Um, people? Joy says this cake is a career-changer, and she’s not joking. I might have texted my best friend and my SIL photos of every step of making this cake. Guys, I could not contain my excitement. It is that easy, and that spectacular. You begin by making a simple batter, which comes together so quickly that you become rather inexplicably proud with yourself, and excited, so you text your closest girlfriends. Since they are an ocean away, and won’t be coming over for a slice, your excitement turns to fear, as you realize you’re going to be alone with this thing. Next, they are texting back and you are putting together the praline. As you bring the brown sugar, butter and cream to a boil, it smells so good you consider ordering 15 more copies of the cookbook to give away. You pull yourself together. The cake is done, and it smells incredibly milky as you take it out of the oven. It’s golden and fragrant, and it yields softly to the touch.  When you pour the warm (!) praline over it, you have to exert all of your self-control to take pictures, because all you want to do is bury your face in a slice. And when you do, you don’t know what to take in first, the praline in all of it’s caramel, vanilla-scented glory, or the cake, tender and moist and oh-so-fragrant. Seriously, a career-changer.

To enter the giveaway: Just leave a comment below. To increase your chances, become a fan on Facebook, and just let me know in the comments. The winner will be chosen at random on Sunday, May 6th. (I’ll ship the book anywhere.)

Update 5/6: The winner is #12 huntfortheverybest!

Buttermilk Skillet Cake with Walnut Praline Topping

This moist and tender buttermilk cake crowned with a walnut praline topping is nothing short of spectacular. The fact that it is a breeze to make gives it extra bonus points. 

from Joy the Baker Cookbook

For the cake:

1 1/2 cups all-purpose flour

3/4 teaspoon baking powder

1/4 teaspoon baking soda

3/4 teaspoon salt

6 tablespoons unsalted butter, softened

1 cup granulated sugar

1 large egg

1 large egg yolk

2 teaspoons pure vanilla extract

3/4 cup buttermilk

For the praline topping:

3/4 cup packed brown sugar

1/2 cup (1 stick) unsalted butter

1/4 cup heavy cream

generous pinch salt

1 teaspoon pure vanilla extract

1 cup coarsely chopped walnuts

Preheat your oven to 375F/ 190C, positioning a rack in the upper third of the oven.

Butter and flour the bottom and sides of an 8 or 9-inch cast-iron skillet (or a 9-inch cake pan).

In a medium bowl, whisk together the flour, baking powder, baking soda, and salt.

In the bowl of an electric mixer fitted with a paddle attachment, beat the butter and sugar until blended and lighter in color, about 3 minutes. Add egg and yolk, beating for a minute between each addition. Beat in the vanilla.
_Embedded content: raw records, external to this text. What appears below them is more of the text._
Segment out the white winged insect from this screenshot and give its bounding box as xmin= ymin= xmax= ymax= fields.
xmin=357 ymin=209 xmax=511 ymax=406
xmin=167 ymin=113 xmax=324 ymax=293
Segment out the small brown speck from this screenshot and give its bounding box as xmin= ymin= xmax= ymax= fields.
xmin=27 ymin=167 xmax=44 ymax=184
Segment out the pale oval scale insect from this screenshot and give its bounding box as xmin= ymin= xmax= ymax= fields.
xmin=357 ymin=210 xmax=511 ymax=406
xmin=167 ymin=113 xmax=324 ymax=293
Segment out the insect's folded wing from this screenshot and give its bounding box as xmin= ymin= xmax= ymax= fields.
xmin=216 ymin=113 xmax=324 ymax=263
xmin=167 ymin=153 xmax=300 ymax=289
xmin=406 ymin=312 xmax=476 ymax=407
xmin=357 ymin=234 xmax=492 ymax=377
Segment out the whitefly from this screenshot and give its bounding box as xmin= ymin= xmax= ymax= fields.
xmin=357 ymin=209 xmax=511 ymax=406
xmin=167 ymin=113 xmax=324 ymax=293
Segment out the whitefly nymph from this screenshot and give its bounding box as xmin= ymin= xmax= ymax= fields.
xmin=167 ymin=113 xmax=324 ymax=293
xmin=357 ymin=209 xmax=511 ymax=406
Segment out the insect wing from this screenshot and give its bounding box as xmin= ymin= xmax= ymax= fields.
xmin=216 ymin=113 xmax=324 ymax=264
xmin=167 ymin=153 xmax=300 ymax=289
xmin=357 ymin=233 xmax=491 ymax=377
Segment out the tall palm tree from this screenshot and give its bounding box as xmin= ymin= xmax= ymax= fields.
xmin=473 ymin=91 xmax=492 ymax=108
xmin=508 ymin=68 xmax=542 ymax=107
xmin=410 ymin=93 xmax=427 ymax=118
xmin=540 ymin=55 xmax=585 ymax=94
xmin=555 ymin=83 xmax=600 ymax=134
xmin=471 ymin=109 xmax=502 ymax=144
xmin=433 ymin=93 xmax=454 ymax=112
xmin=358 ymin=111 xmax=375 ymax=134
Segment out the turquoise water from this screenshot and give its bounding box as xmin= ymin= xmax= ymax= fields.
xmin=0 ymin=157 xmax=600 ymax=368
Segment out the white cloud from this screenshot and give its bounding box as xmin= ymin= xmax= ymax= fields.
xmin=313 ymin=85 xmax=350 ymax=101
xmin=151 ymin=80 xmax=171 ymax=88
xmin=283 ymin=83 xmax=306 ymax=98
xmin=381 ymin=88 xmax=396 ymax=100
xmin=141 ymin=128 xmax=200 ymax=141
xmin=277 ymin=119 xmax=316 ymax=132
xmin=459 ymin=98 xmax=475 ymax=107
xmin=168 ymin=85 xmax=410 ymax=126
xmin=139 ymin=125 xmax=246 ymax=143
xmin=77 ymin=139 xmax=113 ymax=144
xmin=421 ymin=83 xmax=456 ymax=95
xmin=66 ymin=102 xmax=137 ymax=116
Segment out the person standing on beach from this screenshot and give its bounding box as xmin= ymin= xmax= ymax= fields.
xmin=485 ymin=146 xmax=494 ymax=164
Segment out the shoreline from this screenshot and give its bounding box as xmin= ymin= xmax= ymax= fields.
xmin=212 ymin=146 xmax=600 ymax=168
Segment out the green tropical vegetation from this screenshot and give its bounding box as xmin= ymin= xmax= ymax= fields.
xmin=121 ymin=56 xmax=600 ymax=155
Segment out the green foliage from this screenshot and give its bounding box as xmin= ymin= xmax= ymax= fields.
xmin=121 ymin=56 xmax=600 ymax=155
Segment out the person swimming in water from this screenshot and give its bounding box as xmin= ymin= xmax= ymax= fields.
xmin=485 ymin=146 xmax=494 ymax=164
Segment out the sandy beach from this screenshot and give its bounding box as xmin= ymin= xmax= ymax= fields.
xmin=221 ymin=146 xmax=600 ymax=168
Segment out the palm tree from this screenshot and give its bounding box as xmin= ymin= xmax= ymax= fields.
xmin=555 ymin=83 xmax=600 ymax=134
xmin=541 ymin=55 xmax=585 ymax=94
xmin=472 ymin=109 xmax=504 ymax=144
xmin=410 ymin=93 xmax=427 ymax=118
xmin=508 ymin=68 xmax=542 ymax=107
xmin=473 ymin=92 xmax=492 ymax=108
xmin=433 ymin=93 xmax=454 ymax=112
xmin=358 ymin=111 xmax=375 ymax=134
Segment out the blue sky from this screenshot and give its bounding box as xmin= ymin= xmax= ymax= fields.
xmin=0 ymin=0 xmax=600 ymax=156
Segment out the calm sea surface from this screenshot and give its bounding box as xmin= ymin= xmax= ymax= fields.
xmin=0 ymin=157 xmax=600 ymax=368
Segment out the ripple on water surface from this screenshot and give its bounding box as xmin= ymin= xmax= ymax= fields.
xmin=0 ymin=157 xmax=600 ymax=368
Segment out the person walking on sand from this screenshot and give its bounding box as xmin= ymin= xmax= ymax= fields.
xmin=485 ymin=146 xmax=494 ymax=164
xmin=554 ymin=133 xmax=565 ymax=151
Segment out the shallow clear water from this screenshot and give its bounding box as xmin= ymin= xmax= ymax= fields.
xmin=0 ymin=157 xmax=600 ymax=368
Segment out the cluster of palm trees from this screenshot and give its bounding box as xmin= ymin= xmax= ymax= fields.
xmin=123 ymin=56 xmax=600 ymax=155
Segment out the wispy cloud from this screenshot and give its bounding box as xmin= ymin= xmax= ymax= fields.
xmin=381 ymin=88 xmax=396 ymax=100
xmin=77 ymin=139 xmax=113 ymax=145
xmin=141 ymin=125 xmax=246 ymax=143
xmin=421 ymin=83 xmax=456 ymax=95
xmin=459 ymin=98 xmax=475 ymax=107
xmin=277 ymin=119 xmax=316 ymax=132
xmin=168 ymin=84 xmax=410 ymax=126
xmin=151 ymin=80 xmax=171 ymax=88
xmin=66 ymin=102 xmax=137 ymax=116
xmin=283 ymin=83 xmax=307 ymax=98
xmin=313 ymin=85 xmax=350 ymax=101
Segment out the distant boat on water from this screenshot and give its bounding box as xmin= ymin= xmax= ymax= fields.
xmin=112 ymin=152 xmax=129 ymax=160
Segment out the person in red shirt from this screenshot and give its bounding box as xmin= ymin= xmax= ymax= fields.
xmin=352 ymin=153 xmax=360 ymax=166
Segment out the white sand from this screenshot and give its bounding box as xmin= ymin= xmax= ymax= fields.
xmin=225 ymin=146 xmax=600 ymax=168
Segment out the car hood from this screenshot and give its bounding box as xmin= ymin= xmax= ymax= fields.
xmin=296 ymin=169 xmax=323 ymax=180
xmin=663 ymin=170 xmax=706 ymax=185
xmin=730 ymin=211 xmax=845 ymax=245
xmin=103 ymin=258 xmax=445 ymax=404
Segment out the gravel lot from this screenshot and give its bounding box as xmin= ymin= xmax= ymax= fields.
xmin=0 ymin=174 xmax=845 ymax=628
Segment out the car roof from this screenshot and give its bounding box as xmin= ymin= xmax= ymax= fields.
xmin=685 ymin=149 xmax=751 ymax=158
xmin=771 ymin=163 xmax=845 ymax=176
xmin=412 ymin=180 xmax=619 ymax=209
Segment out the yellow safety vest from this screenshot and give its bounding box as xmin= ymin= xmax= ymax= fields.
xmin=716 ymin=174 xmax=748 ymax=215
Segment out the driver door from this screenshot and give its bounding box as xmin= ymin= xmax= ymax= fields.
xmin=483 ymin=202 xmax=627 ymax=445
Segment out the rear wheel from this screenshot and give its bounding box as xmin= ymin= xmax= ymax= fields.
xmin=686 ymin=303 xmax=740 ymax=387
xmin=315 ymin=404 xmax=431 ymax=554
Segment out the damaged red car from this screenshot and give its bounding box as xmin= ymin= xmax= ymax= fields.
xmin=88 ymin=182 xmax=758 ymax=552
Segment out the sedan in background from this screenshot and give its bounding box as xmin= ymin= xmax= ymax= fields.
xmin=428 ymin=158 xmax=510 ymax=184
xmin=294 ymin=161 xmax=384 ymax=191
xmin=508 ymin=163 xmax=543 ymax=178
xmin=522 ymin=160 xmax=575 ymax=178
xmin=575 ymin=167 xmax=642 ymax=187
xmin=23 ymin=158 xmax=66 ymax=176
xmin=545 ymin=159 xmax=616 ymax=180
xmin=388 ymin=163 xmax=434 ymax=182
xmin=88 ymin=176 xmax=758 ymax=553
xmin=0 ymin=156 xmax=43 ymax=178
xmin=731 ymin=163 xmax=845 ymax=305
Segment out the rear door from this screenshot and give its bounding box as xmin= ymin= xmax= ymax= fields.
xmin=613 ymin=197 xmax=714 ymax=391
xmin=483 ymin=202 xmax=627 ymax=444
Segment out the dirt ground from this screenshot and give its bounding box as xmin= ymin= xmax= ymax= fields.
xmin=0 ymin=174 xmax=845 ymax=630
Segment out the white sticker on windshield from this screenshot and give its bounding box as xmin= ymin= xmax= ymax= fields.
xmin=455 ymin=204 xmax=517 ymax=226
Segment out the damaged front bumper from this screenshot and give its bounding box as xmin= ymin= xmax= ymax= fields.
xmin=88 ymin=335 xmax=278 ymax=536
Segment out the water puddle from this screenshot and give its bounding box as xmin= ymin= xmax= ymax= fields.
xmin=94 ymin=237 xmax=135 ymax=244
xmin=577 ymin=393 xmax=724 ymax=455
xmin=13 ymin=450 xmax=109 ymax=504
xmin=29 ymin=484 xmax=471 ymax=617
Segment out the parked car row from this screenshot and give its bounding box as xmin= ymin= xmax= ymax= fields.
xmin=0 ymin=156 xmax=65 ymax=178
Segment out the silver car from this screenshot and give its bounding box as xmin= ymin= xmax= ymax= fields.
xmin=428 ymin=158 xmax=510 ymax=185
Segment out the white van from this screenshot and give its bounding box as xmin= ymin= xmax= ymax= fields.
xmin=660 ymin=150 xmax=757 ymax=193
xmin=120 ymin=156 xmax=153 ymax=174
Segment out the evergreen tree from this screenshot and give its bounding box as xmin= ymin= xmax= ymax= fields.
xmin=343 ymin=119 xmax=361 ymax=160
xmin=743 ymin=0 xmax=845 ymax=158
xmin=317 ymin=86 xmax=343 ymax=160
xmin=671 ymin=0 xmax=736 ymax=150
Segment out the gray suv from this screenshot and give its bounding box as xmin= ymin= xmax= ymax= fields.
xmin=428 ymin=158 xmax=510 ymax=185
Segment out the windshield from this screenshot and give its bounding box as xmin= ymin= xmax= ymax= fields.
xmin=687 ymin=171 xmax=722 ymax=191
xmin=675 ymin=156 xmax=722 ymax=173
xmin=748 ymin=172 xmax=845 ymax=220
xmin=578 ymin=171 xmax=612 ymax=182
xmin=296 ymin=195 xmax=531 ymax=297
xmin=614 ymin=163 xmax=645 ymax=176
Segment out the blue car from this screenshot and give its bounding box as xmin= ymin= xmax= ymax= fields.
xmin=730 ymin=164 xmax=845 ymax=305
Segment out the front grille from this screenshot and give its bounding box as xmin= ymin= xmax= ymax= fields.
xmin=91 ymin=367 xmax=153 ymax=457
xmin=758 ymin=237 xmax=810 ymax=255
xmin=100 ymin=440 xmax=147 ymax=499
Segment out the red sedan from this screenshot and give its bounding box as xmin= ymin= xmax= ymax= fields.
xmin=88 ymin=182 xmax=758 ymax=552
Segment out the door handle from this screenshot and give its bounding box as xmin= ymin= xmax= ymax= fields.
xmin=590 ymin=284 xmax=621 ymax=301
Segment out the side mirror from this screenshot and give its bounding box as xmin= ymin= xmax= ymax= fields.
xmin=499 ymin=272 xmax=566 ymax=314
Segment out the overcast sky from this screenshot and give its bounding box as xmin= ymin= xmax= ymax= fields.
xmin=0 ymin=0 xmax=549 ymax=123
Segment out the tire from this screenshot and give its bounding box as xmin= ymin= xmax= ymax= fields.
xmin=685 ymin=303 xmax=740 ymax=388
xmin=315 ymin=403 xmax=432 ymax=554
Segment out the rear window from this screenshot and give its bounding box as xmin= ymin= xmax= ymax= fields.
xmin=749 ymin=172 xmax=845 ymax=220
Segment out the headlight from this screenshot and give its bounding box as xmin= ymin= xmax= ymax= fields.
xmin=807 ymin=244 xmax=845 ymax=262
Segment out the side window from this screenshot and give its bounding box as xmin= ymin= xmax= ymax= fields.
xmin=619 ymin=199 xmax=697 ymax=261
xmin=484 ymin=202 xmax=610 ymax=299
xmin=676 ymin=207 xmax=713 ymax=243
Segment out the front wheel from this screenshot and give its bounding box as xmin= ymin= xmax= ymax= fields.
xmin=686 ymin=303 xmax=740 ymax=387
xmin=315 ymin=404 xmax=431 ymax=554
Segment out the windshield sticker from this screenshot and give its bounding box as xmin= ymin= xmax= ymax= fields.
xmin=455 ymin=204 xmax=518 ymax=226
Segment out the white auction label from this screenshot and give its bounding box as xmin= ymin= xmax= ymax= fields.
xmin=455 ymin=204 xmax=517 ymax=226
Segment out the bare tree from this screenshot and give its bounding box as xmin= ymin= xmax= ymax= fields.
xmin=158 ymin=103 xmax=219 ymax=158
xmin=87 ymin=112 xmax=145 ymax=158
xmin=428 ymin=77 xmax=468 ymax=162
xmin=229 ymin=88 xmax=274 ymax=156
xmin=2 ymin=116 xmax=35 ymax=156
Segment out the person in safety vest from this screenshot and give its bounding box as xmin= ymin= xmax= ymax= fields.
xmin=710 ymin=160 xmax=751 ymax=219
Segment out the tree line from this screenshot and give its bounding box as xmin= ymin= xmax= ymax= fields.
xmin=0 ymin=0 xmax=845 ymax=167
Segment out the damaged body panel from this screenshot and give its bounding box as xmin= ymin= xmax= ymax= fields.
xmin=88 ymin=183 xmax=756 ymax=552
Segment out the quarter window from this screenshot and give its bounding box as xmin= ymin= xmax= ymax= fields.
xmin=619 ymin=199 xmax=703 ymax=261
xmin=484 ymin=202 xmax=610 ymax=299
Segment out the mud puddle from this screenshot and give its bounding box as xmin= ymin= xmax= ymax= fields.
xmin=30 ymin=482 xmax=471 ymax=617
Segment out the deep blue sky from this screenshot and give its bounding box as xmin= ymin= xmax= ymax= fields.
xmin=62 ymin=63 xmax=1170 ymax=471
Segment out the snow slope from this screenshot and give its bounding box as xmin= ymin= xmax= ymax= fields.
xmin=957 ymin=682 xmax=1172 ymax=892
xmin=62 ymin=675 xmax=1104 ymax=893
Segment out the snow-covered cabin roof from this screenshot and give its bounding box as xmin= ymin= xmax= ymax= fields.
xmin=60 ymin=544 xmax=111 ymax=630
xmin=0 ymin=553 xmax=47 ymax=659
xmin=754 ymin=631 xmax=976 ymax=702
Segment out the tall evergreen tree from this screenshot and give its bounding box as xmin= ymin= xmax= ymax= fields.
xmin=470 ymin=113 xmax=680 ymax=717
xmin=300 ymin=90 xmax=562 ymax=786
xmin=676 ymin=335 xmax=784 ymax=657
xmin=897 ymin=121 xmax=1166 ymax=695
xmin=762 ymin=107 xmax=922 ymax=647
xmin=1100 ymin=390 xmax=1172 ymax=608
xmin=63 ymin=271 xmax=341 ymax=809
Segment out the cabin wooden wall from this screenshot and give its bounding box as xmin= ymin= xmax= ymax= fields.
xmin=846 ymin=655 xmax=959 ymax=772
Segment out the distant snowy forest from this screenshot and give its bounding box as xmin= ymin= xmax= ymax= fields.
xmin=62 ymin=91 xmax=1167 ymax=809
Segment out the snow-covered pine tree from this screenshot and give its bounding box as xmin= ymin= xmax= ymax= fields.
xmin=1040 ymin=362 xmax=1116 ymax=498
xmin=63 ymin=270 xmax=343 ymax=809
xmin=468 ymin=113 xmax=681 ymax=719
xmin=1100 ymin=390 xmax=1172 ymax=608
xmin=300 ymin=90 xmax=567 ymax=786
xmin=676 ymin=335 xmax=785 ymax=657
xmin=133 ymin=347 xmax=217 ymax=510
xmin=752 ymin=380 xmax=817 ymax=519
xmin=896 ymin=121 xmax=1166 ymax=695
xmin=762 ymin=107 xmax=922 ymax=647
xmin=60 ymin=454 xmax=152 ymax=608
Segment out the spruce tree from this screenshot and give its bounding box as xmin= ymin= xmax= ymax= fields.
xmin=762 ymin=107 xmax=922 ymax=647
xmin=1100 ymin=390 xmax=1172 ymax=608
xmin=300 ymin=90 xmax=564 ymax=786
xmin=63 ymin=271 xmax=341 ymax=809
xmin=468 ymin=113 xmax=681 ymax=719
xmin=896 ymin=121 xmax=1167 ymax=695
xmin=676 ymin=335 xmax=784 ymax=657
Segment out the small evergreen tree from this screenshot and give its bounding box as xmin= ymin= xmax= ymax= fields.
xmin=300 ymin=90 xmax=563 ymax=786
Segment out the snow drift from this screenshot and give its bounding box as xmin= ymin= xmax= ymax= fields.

Turn the speed to low, and add half of the flour mixture. Next, add the buttermilk, and when the flour is just combined, add the remaining flour. Remove the bowl from the mixer, and gently finish incorporating the ingredients with a spatula, taking care not to overmix. Spoon the batter into prepared skillet or pan, spreading evenly. Bake for about 30 minutes, or until a skewer inserted into the center of the cake comes out clean.

While the cake bakes, make the praline topping: in a medium saucepan over medium heat, combine brown sugar, butter, cream and salt. Bring the mixture to a soft boil for 3 minutes. Remove from heat and stir in the vanilla and nuts. Inhale.

Let the mixture rest in the pan for 20 minutes, to firm up. Once it has rested, and the cake has been removed from the oven, pour the praline mixture over the warm cake, spreading evenly. (If you chose to bake this in a cake pan instead of a skillet, remove the cake from the pan and place it on a cake plate, before pouring the topping over the cake.) Serve immediately, or at room temperature.

Cake will keep, well wrapped and at room temperature, for up to 4 days.